However eloquent you are in the Queen’s English, you must still show the buyer what your product or service can do for him
The Sales Pitch column turns four today. This is the 193rd post. A four year old is unpretentious and eager to learn. Equally, the bare knuckles nature of sales leaves little to no room for pretence. I would have used a more accurate word, but it is informal and discourteous, and so to retain the dignity of this blog, let’s stick to pretence. Sales people hate pretenders and sales people who pretend quickly realise that they can’t do so for long before being exposed. And this happens because as every seller knows, “numbers don’t lie”; instead, numbers tell a vivid story-the story of your performance. Most other jobs can allow you to pretend your way up the corporate ladder but not selling.
Pretending to know everything, to prospect, to make client visits and to file impressive reports will only get you a pretend sale. But there are other forms of pretence which is what I want to address.
Eloquence in the English language is nice to have. In fact, in some jobs it may even get you a promotion. “He expresses himself very well. People look up to him. He can make a good leader.” And lo and behold, he soon has the title manager. On the other hand, your capacity to communicate in Queen’s English does not necessarily translate into your capacity to close sales. Some buyer’s may be impressed by your waxing lyrical, but they are still buyers-they need to know how the product solves their problem. In some instances, your accent (genuine or fake) may even intimidate them into limiting their communication to nodding and monosyllabic responses; anything, not to reveal their comparative ignorance in English-whether perceived or real. Irrespective, the sale is impeded and likely lost. If the buyer is of the same ilk as you, the sale quickly deviates to a battle of eloquence. Hoping to hide behind the charade of articulacy in English (or your mother tongue for that matter) is short-lived. Wisdom should be exercised is knowing when to dumb down and when not to-and remembering that content is King.
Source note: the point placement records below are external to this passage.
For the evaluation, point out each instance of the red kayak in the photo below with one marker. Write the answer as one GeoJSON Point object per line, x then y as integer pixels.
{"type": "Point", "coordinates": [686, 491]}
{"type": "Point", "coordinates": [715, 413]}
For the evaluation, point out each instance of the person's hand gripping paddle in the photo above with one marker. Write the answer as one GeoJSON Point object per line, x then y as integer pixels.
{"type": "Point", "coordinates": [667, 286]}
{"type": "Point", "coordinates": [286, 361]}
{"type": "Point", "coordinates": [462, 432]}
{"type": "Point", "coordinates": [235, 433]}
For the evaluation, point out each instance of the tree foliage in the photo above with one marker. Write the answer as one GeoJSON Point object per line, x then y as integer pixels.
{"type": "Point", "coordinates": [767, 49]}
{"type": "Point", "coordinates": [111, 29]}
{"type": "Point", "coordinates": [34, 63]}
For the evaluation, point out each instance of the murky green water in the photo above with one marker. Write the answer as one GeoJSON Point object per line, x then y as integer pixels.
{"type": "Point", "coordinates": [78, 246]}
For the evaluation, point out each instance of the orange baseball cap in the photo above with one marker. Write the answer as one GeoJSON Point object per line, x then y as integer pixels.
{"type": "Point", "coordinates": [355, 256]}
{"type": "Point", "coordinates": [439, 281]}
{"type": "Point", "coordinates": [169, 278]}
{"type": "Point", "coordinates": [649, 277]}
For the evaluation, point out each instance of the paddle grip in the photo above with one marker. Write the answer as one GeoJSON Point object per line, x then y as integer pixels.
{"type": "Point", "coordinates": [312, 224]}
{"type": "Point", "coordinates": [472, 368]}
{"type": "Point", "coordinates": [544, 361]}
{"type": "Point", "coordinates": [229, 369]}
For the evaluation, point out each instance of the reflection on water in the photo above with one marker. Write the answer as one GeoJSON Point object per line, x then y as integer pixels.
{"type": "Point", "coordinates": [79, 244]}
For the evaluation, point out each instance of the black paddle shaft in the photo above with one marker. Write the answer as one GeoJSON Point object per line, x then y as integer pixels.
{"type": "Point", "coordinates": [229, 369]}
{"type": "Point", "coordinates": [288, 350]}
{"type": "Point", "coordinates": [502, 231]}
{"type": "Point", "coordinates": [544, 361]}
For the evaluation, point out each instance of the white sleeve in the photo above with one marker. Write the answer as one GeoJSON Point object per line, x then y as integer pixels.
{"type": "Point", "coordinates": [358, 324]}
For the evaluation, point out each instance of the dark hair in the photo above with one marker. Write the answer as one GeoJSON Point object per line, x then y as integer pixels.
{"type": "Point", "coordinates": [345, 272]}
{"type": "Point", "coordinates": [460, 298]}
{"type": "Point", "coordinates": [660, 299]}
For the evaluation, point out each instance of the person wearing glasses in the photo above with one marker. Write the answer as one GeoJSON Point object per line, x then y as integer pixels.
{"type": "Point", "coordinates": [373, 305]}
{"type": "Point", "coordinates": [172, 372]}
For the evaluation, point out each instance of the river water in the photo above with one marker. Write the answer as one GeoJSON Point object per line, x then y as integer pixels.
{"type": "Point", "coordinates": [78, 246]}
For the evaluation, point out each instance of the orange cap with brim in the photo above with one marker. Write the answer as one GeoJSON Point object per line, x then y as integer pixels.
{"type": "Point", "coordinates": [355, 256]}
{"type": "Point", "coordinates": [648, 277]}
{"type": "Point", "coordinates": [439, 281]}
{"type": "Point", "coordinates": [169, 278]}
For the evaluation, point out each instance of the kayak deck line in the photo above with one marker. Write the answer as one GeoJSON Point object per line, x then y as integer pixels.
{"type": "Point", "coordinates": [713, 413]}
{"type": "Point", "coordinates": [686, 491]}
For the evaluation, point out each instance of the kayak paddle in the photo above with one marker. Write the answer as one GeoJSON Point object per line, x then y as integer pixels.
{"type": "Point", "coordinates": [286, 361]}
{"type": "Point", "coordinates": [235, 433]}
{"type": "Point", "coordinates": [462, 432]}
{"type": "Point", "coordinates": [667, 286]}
Overt shows of flamboyance or being ‘with it’ won’t get you the sale either. Have the personalised golden cuff links, the Ray Ban rimless sunglasses and the silver tipped shoes by all means. Conspicuously exhibit the latest i-Pad and the Galaxy S7complete with a Bluetooth hanging from your ear if you will. In fact, it may serve you well especially if you have grown into this space and your buyers expect this from you. If on the other hand it’s merely pompousness then, my friend, the sales job will quickly bring you down from your high horse- your overt show of pretension is quickly seen for what it is: grand standing. The stunningly beautiful customer service representative may have a beeline of men wanting to be served by her; so too, her charming male counterpart who’s dressed to the nines, ladies. When it comes to selling, however, pretending ‘to be with it’ just serves to draw attention to your self-declared importance, yet successful selling keeps attention on the buyer and solving her problem.
I’m not blind to the fact that there are instances where eloquence and flamboyance may actually be necessary to get you the sale. But that’s not the point here. The point is that, pretending or hoping to lie your way to sales success is short lived. Your team members smell it and detest you for it; worse still, your buyers sense it and emotionally detach from you and therefore the sale. Either way, you alienate yourself; you lose. Try being genuine-it may not be cool in this Keeping Up With The Joneses world, and may even feel boring; but you’ll be surprised how it will consistently connect you with your buyers and greatly increase your chances of a sale.
(Dear reader, thank you for your continued loyalty. Happy anniversary Sales Pitch!)